Detection of depression from speech has attracted significant research attention in recent years but remains a challenge, particularly for speech from diverse smartphones in natural environments. This paper proposes two sets of novel features based on speech landmark bigrams associated with abrupt speech articulatory events for depression detection from smartphone audio recordings. Combined with techniques adapted from natural language text processing, the proposed features further exploit landmark bigrams by discovering latent articulatory events. Experimental results on a large, naturalistic corpus containing various spoken tasks recorded from diverse smartphones suggest that speech landmark bigram features provide a 30.1% relative improvement in F1 (depressed) relative to an acoustic feature baseline system.

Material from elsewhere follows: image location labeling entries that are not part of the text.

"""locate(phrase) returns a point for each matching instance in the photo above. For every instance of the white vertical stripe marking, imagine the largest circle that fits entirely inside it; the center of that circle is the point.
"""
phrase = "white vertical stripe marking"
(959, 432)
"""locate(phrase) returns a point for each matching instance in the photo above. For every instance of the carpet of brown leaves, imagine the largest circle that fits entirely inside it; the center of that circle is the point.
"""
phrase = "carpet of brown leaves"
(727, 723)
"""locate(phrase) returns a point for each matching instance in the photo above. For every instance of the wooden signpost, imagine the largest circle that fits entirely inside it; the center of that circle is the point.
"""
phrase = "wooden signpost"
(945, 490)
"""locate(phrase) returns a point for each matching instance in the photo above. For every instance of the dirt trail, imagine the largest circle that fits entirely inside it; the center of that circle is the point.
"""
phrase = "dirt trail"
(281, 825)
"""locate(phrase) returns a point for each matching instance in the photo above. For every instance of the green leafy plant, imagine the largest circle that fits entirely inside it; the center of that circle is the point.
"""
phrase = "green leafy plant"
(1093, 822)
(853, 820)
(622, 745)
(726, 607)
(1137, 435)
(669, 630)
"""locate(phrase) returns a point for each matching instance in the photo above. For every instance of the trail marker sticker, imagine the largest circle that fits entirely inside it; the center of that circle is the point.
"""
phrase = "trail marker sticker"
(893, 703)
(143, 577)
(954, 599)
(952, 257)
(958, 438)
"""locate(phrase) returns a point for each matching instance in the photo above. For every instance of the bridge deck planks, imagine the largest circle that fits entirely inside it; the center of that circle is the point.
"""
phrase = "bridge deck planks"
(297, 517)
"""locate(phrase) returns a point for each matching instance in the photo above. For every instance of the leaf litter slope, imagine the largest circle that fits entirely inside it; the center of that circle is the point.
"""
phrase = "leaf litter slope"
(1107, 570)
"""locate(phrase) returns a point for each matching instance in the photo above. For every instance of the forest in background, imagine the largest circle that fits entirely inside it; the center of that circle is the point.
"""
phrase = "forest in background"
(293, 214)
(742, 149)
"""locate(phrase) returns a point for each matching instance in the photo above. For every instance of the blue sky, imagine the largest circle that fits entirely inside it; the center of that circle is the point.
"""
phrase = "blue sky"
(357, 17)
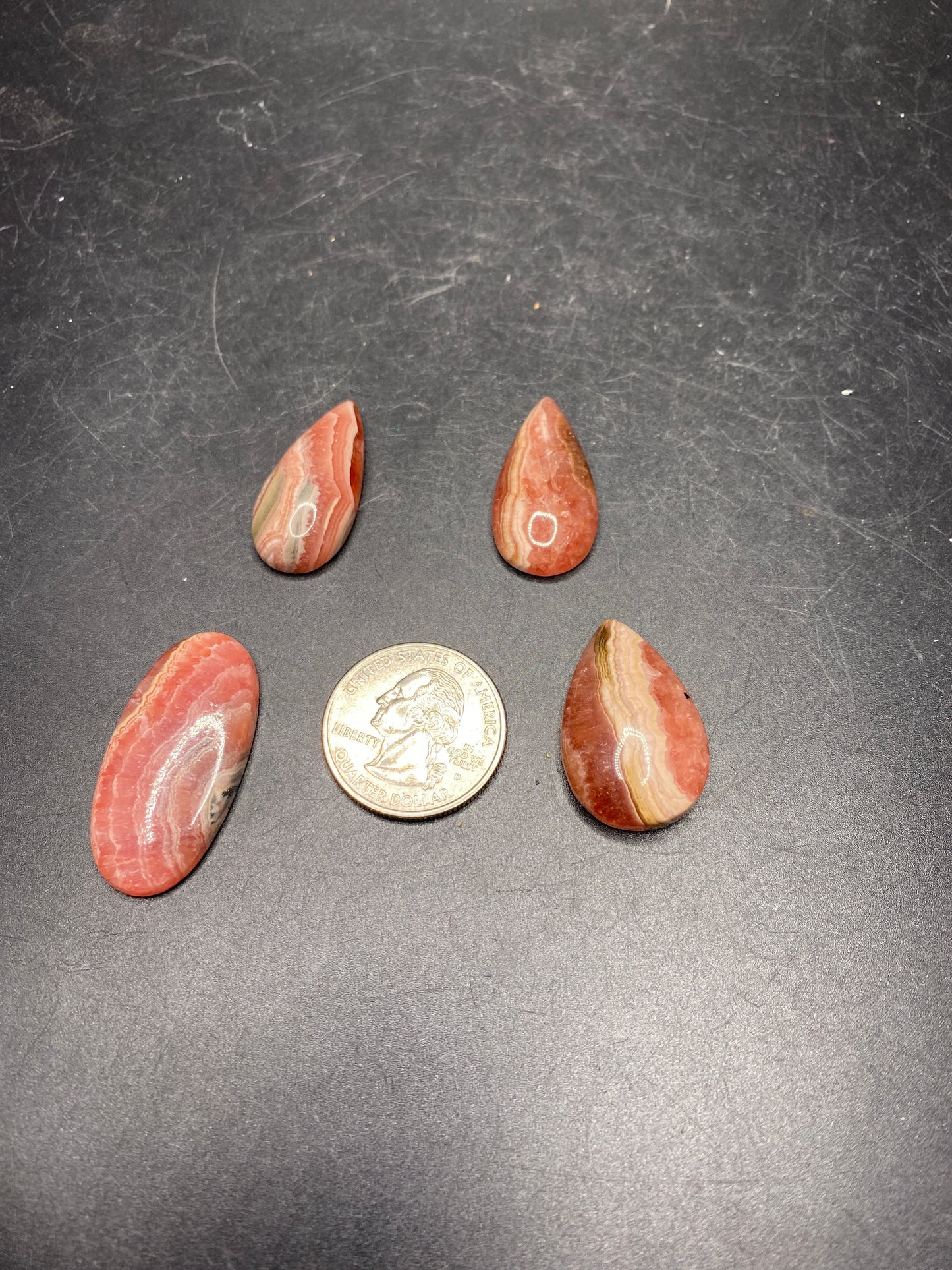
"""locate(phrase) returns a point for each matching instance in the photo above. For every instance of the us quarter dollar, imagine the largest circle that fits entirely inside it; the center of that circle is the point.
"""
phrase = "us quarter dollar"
(414, 730)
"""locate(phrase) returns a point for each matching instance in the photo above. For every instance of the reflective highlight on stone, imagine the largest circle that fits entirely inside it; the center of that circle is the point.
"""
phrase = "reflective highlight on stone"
(634, 745)
(308, 505)
(173, 764)
(545, 511)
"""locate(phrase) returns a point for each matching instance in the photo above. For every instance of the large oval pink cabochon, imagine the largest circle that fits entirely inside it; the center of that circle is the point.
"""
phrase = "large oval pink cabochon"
(173, 764)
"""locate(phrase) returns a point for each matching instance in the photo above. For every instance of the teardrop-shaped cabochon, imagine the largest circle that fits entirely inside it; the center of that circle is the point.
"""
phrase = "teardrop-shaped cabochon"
(634, 745)
(545, 511)
(308, 505)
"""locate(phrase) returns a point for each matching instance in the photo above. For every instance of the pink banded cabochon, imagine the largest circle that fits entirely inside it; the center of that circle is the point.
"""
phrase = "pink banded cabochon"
(634, 745)
(173, 764)
(306, 508)
(545, 511)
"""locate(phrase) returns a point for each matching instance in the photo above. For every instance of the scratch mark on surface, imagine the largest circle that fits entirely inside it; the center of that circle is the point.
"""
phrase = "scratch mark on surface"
(215, 319)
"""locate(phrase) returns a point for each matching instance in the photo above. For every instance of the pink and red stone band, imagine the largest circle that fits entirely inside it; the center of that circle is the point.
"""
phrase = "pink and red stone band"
(634, 746)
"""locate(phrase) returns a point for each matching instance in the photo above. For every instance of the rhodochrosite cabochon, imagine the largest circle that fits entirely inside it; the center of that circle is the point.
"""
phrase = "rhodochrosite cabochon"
(634, 746)
(306, 508)
(545, 511)
(173, 764)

As might be expected, a key finding was the importance of tailoring the choice of landmark bigrams to each elicitation task, revealing that different aspects of speech articulation are elicited by different tasks, which can be effectively captured by the landmark approaches.
基于自然智能手机语音的抑郁检测语音地标双元图
近年来,从语音中检测抑郁症吸引了大量的研究关注,但仍然是一个挑战,特别是对于自然环境中各种智能手机的语音。本文提出了两组基于语音地标双特征的智能手机语音抑郁检测方法。结合自然语言文本处理技术,所提出的特征通过发现潜在的发音事件进一步利用地标双元图。在包含从不同智能手机记录的各种语音任务的大型自然语料库上的实验结果表明,相对于声学特征基线系统,语音地标双字母特征在F1(压抑)方面提供了30.1%的相对改善。正如预期的那样,一个关键的发现是为每个引出任务量身定制里程碑式图式的选择的重要性,揭示了不同任务引出语音发音的不同方面,这些方面可以通过里程碑式方法有效地捕捉到。
本文章由计算机程序翻译,如有差异,请以英文原文为准。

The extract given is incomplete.